Office-Erweiterungen für Teamarbeit

Im Gegensatz zu Windows Live kann Microsoft noch keine Betaversion von Office Live zeigen, will dies aber Anfang 2006 nachholen. Die Offerte soll aus mehreren Paketen bestehen. Sie richtet sich an kleine Firmen, die eine Website, E-Mail-Konten sowie Collaboration-Funktionen wünschen. Ferner gibt es kostenpflichtige Dienste zum Verwalten von Kunden, Projekten und Dokumenten. "Office Live Collaboration" umfasst ferner Methoden, um via Web sowohl mit den eigenen Mitarbeitern als auch mit externen Anwendern zu kommunizieren und beispielsweise über die gemeinsame Plattform Schriftstücke auszutauschen. Für den Dateiaustausch kommt Technik der übernommenen Firma Groove Networks zum Einsatz. Microsoft greift hierbei auch auf die hauseigene Sharepoint-Technik zurück. Die Dienste sollen auf PCs und auf mobilen Endgeräten nutzbar sein.

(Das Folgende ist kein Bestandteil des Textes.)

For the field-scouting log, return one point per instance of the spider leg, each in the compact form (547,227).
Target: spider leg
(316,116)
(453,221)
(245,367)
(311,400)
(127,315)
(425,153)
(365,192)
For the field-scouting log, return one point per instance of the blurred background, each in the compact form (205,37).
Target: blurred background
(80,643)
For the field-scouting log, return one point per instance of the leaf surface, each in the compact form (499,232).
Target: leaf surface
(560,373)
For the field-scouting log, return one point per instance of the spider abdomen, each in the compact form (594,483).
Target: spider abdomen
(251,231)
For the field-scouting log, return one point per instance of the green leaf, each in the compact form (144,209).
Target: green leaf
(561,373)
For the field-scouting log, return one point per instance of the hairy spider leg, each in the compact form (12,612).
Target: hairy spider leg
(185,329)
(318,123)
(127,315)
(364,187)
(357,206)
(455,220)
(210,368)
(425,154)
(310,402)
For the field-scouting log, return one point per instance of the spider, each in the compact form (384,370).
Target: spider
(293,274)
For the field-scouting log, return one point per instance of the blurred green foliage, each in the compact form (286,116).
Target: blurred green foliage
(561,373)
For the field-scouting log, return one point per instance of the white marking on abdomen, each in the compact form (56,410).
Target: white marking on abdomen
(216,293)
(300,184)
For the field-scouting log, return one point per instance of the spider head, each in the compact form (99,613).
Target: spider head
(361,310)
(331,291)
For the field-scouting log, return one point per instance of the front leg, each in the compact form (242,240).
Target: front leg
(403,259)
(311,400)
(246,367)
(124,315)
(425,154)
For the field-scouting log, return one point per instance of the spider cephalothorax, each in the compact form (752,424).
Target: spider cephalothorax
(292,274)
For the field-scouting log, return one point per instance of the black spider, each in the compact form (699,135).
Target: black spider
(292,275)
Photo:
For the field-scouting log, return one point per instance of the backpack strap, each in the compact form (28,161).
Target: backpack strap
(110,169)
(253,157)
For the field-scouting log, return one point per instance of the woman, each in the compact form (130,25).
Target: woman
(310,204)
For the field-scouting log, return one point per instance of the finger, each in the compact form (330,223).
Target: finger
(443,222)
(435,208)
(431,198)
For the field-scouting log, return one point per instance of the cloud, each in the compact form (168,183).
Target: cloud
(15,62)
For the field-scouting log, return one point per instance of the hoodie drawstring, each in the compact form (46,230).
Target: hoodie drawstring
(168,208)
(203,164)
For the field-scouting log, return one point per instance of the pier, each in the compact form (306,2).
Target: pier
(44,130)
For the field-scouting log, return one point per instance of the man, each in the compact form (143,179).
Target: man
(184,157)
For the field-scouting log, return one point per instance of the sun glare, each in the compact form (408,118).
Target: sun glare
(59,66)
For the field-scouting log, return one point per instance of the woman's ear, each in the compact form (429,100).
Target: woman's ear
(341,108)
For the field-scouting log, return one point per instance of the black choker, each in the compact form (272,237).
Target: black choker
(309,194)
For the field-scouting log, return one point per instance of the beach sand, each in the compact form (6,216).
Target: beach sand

Eine enge Anbindung der Live-Dienste an die Outlook-Software hat Microsoft bereits skizziert. Wie diese Web-Dienste mit Word und Excel zusammenspielen, steht noch nicht fest. Generell wird der Konzern einem Sprecher zufolge die klassischen Office-Programme getrennt voneinander vermarkten. Eine enge Verzahnung oder Bündelung der Live-Angebote mit der bestehenden Software würde von den Kartellhütern argwöhnisch beäugt werden.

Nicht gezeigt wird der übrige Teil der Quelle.